Aside from the Roomba, robots haven't made much progress infiltrating American homes. But researchers at Stanford University have developed software that overcomes one of the biggest challenges: teaching a robot how to pick up an object it has never encountered before. The robot's software suggests that the best way to pick up something new is by determining the most grabable part of the object--the stem of a wineglass, the handle of a mug, or the edge of a book, for instance.

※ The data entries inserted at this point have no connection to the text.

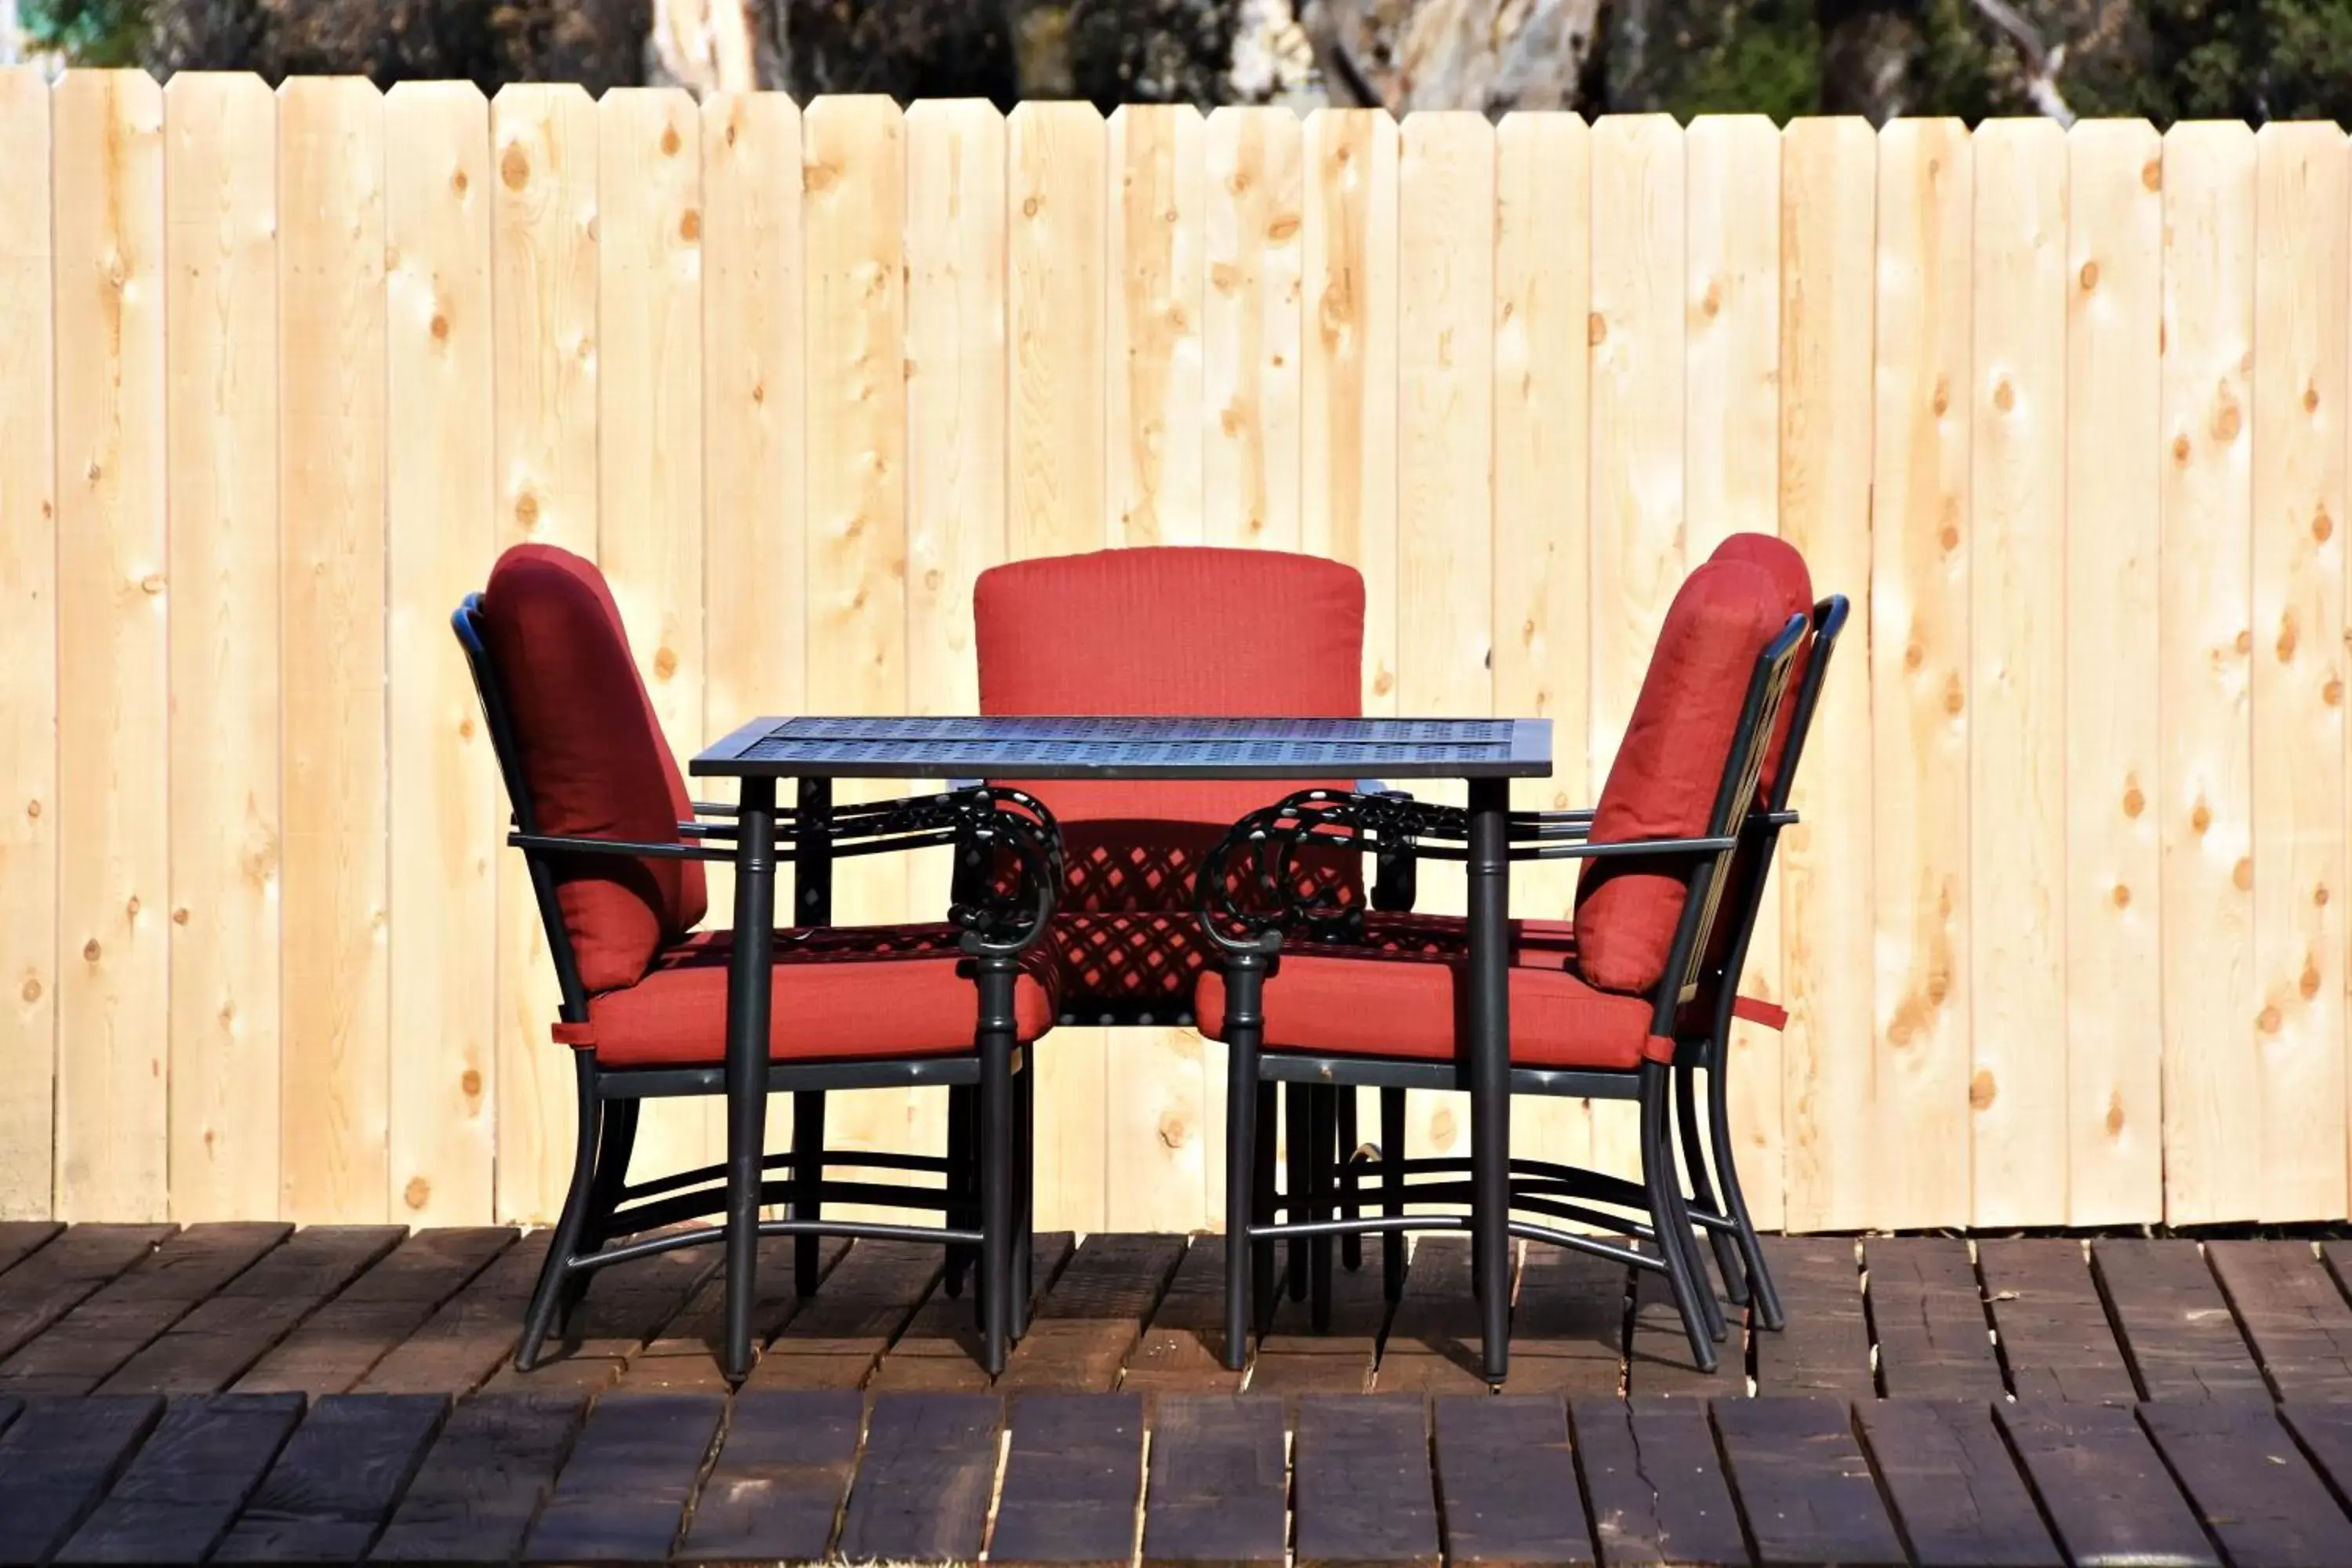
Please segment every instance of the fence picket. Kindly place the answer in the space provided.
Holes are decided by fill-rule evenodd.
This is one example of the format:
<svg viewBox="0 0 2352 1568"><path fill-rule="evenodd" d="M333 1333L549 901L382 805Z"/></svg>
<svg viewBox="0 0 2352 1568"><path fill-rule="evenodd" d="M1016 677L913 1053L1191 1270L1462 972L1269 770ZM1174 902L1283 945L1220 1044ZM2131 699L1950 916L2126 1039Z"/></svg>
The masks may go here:
<svg viewBox="0 0 2352 1568"><path fill-rule="evenodd" d="M2254 137L2164 138L2159 491L2165 1217L2259 1213L2249 667Z"/></svg>
<svg viewBox="0 0 2352 1568"><path fill-rule="evenodd" d="M383 95L278 101L285 557L282 1217L390 1214ZM446 657L446 650L442 650Z"/></svg>
<svg viewBox="0 0 2352 1568"><path fill-rule="evenodd" d="M0 69L0 212L46 215L49 88ZM57 406L47 222L0 235L0 1219L53 1201L58 1068Z"/></svg>
<svg viewBox="0 0 2352 1568"><path fill-rule="evenodd" d="M500 532L490 106L470 82L404 82L384 97L383 137L387 1201L410 1225L484 1225L494 1163L514 1157L494 1076L508 807L449 616L488 576Z"/></svg>

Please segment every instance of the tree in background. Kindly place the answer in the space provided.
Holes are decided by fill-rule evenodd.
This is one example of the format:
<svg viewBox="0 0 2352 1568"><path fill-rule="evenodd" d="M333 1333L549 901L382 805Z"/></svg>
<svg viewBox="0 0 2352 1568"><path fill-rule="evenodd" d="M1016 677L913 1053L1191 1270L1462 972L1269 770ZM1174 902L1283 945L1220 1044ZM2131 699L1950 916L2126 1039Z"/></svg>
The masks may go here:
<svg viewBox="0 0 2352 1568"><path fill-rule="evenodd" d="M2352 0L18 0L92 65L800 96L2352 120Z"/></svg>

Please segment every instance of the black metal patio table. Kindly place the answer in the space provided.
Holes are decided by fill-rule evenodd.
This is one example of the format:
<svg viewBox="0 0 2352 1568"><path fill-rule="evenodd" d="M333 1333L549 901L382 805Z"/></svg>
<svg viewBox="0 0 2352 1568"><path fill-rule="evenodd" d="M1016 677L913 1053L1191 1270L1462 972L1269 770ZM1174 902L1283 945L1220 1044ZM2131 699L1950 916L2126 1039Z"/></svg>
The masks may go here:
<svg viewBox="0 0 2352 1568"><path fill-rule="evenodd" d="M1469 1053L1474 1268L1490 1345L1510 1311L1510 781L1551 773L1544 719L1160 717L764 718L697 756L698 778L740 781L735 942L727 994L727 1268L756 1267L774 980L776 784L797 781L794 925L832 920L826 839L807 829L843 778L1233 780L1460 779L1469 786ZM740 1273L738 1272L740 1271ZM730 1292L748 1308L749 1291ZM739 1315L740 1321L737 1319ZM725 1362L751 1360L748 1311L729 1313ZM1499 1376L1501 1369L1489 1368Z"/></svg>

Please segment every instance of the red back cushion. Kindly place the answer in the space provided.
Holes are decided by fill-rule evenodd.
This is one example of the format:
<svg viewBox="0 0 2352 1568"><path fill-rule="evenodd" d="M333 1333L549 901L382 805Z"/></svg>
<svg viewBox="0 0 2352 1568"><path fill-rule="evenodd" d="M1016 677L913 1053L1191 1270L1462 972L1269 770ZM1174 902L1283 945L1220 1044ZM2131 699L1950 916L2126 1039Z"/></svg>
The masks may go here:
<svg viewBox="0 0 2352 1568"><path fill-rule="evenodd" d="M1685 580L1593 808L1593 843L1706 834L1757 656L1788 622L1782 602L1771 574L1752 562L1709 561ZM1585 863L1576 961L1587 980L1612 991L1658 983L1688 867L1640 856Z"/></svg>
<svg viewBox="0 0 2352 1568"><path fill-rule="evenodd" d="M1023 561L981 574L972 616L983 713L1363 711L1364 580L1316 556L1149 547ZM1234 819L1316 782L1022 787L1065 829L1063 908L1128 911L1189 910L1199 857Z"/></svg>
<svg viewBox="0 0 2352 1568"><path fill-rule="evenodd" d="M1780 612L1785 621L1790 616L1811 616L1813 609L1813 574L1806 568L1805 558L1797 547L1785 539L1769 533L1735 533L1715 547L1711 561L1746 561L1761 566L1770 574L1773 585L1780 591ZM1789 698L1780 704L1780 721L1772 731L1772 743L1764 753L1764 771L1757 781L1757 805L1769 803L1774 781L1780 776L1780 759L1789 750L1789 736L1797 719L1797 684L1805 678L1805 661L1812 657L1813 641L1809 636L1797 645L1797 656L1789 669ZM1731 875L1724 888L1715 929L1707 933L1706 963L1712 969L1730 955L1732 938L1738 934L1732 911L1741 909L1750 897L1755 879L1768 869L1765 858L1751 841L1742 845L1732 857ZM1732 977L1736 985L1737 975Z"/></svg>
<svg viewBox="0 0 2352 1568"><path fill-rule="evenodd" d="M1782 619L1790 616L1813 613L1813 574L1805 565L1805 558L1797 547L1785 539L1769 533L1735 533L1715 547L1710 561L1746 561L1761 566L1770 574L1773 586L1780 591ZM1797 721L1794 700L1797 687L1805 679L1805 661L1812 657L1811 637L1797 645L1796 661L1789 668L1789 691L1791 700L1780 705L1780 720L1772 731L1771 749L1764 753L1764 773L1758 788L1766 798L1772 794L1774 781L1780 776L1780 758L1789 749L1789 731Z"/></svg>
<svg viewBox="0 0 2352 1568"><path fill-rule="evenodd" d="M553 545L518 544L490 573L482 632L539 831L678 842L693 803L604 574ZM592 992L635 984L709 902L692 860L581 855L558 865L556 900Z"/></svg>

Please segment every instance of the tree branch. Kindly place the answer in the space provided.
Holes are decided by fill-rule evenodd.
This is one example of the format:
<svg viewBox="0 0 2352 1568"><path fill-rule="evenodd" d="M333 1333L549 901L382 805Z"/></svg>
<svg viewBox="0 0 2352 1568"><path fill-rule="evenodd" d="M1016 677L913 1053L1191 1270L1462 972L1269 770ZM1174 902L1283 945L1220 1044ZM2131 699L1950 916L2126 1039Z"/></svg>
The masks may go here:
<svg viewBox="0 0 2352 1568"><path fill-rule="evenodd" d="M2019 63L2025 67L2025 96L2033 107L2061 125L2074 123L2074 111L2067 107L2065 94L2058 90L2058 73L2066 64L2066 46L2053 49L2042 42L2034 30L2009 0L1969 0L1977 15L1998 27L2017 47Z"/></svg>

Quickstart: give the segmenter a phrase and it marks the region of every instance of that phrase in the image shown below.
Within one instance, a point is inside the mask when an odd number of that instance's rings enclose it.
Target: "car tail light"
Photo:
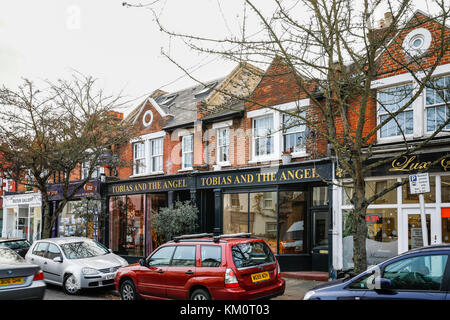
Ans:
[[[39,271],[33,277],[33,281],[38,281],[38,280],[44,280],[44,273],[42,271]]]
[[[225,288],[239,287],[239,282],[234,274],[233,269],[227,268],[225,271]]]
[[[277,276],[278,278],[281,278],[281,268],[279,263],[277,263]]]

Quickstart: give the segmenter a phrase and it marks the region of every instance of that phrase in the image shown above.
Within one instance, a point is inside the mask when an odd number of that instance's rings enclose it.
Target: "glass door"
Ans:
[[[420,209],[406,209],[405,231],[407,233],[406,250],[423,247],[422,237],[422,220],[420,217]],[[426,228],[428,233],[428,245],[441,243],[441,232],[439,229],[439,221],[436,217],[434,209],[425,209]],[[405,233],[405,236],[406,236]]]

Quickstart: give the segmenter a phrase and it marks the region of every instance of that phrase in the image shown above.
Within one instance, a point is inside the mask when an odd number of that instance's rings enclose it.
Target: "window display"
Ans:
[[[279,254],[306,252],[306,199],[302,191],[280,191]]]

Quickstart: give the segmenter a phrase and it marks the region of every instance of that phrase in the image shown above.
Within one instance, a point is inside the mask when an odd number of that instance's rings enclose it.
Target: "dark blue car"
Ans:
[[[304,300],[450,300],[450,245],[414,249],[308,291]]]

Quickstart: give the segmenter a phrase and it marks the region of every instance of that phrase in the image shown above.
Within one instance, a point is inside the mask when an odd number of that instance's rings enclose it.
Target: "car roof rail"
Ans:
[[[182,236],[173,237],[173,241],[179,242],[180,240],[186,240],[186,239],[197,239],[197,238],[209,238],[212,237],[212,233],[196,233],[196,234],[185,234]]]
[[[214,236],[214,242],[219,242],[220,239],[223,238],[250,238],[252,236],[251,233],[231,233],[231,234],[221,234]]]

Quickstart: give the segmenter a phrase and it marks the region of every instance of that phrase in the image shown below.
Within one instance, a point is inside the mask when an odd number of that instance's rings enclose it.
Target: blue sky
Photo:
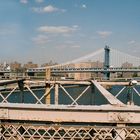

Engineers and science-fictions fans have long dreamed of putting robotics in the home, says Andrew Ng, professor of computer science at Stanford. In fact, the robotic hardware that exists today could allow a robot to do the complex tasks that are required to pick up objects, keep a house clean, and so on. But the missing piece, Ng explains, is software that can allow robots to do these things by themselves. A dexterous robot with the smarts to pick up new objects without being specifically programmed to do so could be useful for complex domestic tasks such as feeding the pets and loading the dishwasher.
While it's true that some robots are capable of picking up specific objects, even on a cluttered table, they do so with the help of specific three-dimensional models that have been preprogrammed, says Aaron Edsinger, founder of Meka Robotics, a startup in San Francisco. "But this assumes that we're going to be able to know ahead of time what objects are out there," he says. This might be inessential in a carefully constructed nursing home, for instance, but it would be essential in a busy family's apartment or house.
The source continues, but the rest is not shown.